I don't exactly know how difficult it would be to bring C++ code into FS on all 
platforms, but it would probably be more difficult than rewriting 
JackWeakAPI.cpp in pure C.

Well I think the code in JackWeakAPI.cpp is completely C.... so the file can 
probably be safely used in C. I'll check again.

Concerning weak linking itself: the thing is that on jack now use (or tries to 
use...) __attribute__((__weak__)) kind of stuff from GCC, see:


but the problem is that  I could not make this work on Windows which uses  
__declspec(dllexport) stuff to export symbols from the DLL. So on Windows the 
"compile JackWeakAPI.cpp" is the way to go.

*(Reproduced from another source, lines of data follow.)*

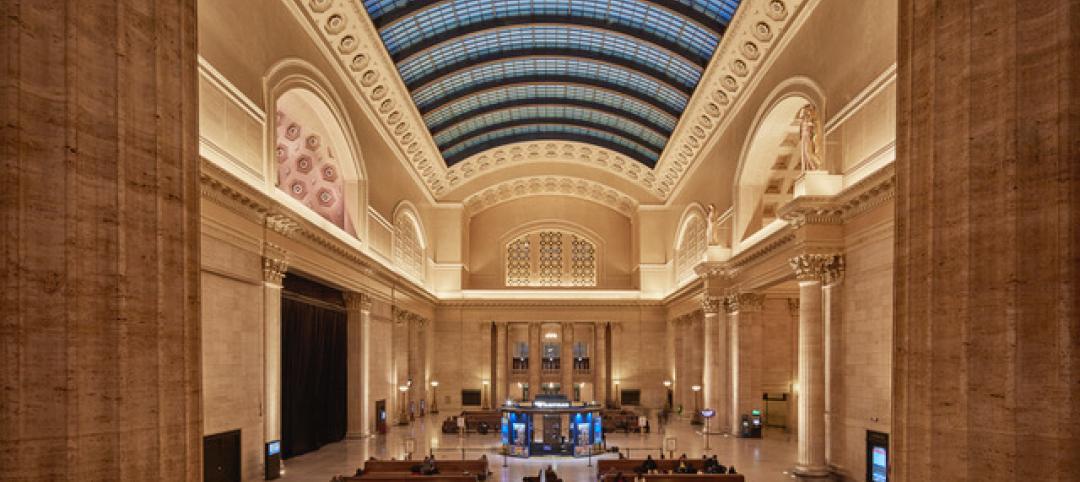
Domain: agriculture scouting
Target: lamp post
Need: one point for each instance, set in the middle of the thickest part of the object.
(434, 397)
(618, 395)
(403, 416)
(696, 418)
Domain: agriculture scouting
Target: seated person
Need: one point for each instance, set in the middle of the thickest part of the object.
(649, 465)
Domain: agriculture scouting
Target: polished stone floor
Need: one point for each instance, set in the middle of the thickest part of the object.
(765, 459)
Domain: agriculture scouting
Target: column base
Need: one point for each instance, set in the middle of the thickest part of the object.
(813, 473)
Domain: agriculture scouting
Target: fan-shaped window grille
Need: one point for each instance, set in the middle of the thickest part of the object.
(408, 251)
(551, 258)
(692, 249)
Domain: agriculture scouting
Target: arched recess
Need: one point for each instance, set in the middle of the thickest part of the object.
(691, 241)
(314, 158)
(769, 163)
(410, 241)
(558, 254)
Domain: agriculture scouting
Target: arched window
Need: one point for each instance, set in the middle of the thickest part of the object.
(692, 243)
(551, 257)
(408, 244)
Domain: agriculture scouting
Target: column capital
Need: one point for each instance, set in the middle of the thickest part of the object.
(711, 305)
(358, 302)
(827, 268)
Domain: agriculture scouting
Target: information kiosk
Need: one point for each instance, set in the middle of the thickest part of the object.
(551, 425)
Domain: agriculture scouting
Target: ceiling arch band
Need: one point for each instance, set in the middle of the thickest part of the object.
(617, 74)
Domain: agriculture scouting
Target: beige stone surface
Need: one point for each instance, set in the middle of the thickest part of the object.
(100, 327)
(986, 312)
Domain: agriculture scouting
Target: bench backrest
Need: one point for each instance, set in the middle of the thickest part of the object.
(447, 467)
(407, 478)
(682, 477)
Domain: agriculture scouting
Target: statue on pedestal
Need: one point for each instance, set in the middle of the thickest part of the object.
(808, 138)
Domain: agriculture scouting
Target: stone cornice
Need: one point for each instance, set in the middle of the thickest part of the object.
(861, 197)
(346, 32)
(552, 151)
(550, 185)
(747, 45)
(224, 189)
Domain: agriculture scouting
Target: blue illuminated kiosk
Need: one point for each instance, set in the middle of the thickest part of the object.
(537, 428)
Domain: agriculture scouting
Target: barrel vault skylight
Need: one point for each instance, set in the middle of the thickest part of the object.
(616, 74)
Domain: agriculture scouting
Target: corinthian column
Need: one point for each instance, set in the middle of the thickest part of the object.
(359, 308)
(811, 271)
(566, 364)
(274, 265)
(711, 379)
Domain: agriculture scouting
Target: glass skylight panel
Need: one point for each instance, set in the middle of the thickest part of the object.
(426, 25)
(455, 133)
(550, 39)
(547, 94)
(538, 131)
(541, 69)
(613, 72)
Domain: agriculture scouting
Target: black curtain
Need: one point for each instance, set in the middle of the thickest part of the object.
(313, 376)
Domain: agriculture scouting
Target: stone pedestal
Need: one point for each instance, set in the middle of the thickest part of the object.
(987, 260)
(99, 335)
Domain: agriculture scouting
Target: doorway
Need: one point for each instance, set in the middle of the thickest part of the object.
(221, 457)
(380, 416)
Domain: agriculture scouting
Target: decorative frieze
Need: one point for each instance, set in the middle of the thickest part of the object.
(827, 268)
(358, 303)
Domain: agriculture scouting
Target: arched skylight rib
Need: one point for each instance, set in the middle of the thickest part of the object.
(550, 132)
(646, 21)
(613, 72)
(550, 93)
(637, 132)
(532, 40)
(563, 69)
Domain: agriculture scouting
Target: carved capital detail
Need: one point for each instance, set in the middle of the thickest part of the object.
(273, 269)
(711, 305)
(827, 268)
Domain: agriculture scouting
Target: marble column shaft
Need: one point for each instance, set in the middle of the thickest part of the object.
(501, 380)
(99, 335)
(599, 364)
(535, 352)
(273, 271)
(987, 258)
(567, 360)
(711, 380)
(359, 331)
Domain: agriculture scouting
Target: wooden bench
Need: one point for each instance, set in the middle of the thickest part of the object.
(405, 478)
(475, 468)
(682, 477)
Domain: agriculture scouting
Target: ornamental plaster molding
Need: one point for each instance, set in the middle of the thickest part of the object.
(711, 305)
(743, 303)
(566, 151)
(550, 185)
(826, 268)
(861, 197)
(358, 303)
(347, 34)
(756, 31)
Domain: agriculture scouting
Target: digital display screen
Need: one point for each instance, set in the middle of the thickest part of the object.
(879, 465)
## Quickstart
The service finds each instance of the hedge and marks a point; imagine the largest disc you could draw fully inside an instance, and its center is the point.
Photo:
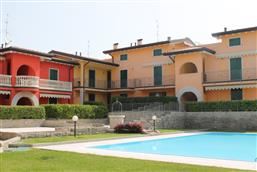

On OSX or Linux the more standard 
way (describe in weakjack.h) can be used.

Ok, I don't mind compiling in JackWeakAPI.c into FluidSynth for the Windows build. I'm not sure how this relates to ASIO though, it seems like an unrelated problem...?

2) If Jack has an ASIO backend, that's great news! However, looking at
it seems to be declared under GPLv2+. I don't see how the end result could be 
legally distributed in binary form, when the ASIO headers cannot be freely 

OK, but the ASIO headers  are only included to compile JackRouter. What would 
be the appropriate licence to be able to distribute binaries of JackRouter?

<I'm-not-a-lawyer disclaimer>

As I understand it the library closest to ASIO, i e the library that actually needs the ASIO headers to compile, needs to be something very permissive, e g BSD.

The rest of the libraries that are linked in, e g FluidSynth, can be LGPL. GPL is problematic at all layers.